Help, crawler bots are eating my website

Posted: , Updated: Category: Computers

Last week I noticed that my web-hosting account was chewing through significantly more resources than usual. I have a pre-paid web-hosting account, which usually costs about $0.10c per day to run. Yet for a few days, my website was running through about $2.00/day (20× the usual amount.)

What in heck’s name is going on?

After some log file analysis, it appears that a combination of things happened:

  • My poorly secured, poorly monitored Dokuwiki instance got heavily spammed a couple of years ago, generating thousands upon thousands of spam pages.
  • The spam pages got indexed by various search engines.
  • The MJ12bot crawler kept the spam page URLs in its crawling list long after they were deleted, and repeatedly tried to fetch thousands of pages that didn’t exist, every day.

Naturally, each crawler hit used a small amount of processing time, and the cumulative number of crawler hits inflicted the death of a thousand cuts on my web hosting account.

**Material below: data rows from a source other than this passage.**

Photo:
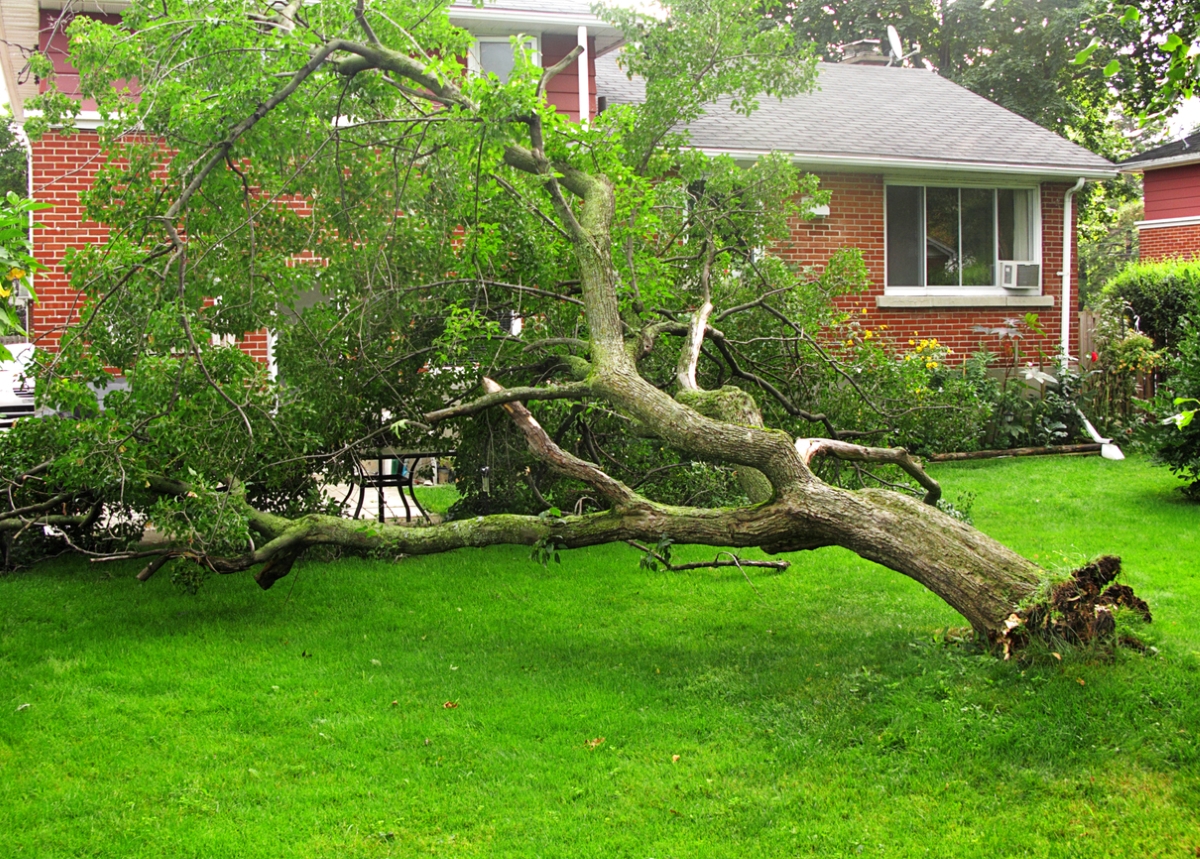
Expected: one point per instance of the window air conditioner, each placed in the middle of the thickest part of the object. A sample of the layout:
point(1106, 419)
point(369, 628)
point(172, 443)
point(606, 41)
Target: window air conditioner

To fix this, I nuked the Dokuwiki installation from orbit - no loss, since I wasn’t using it anyway. Then I banned MJ12bot from crawling my site by means of robots.txt. MJ12bot is apparently on the standard list of banned bots, so this is no great loss either.

The effect is dramatic:

screenshot.2036

My site’s running cost per day has dropped from $2.00/day to $0.10/day - as it should be.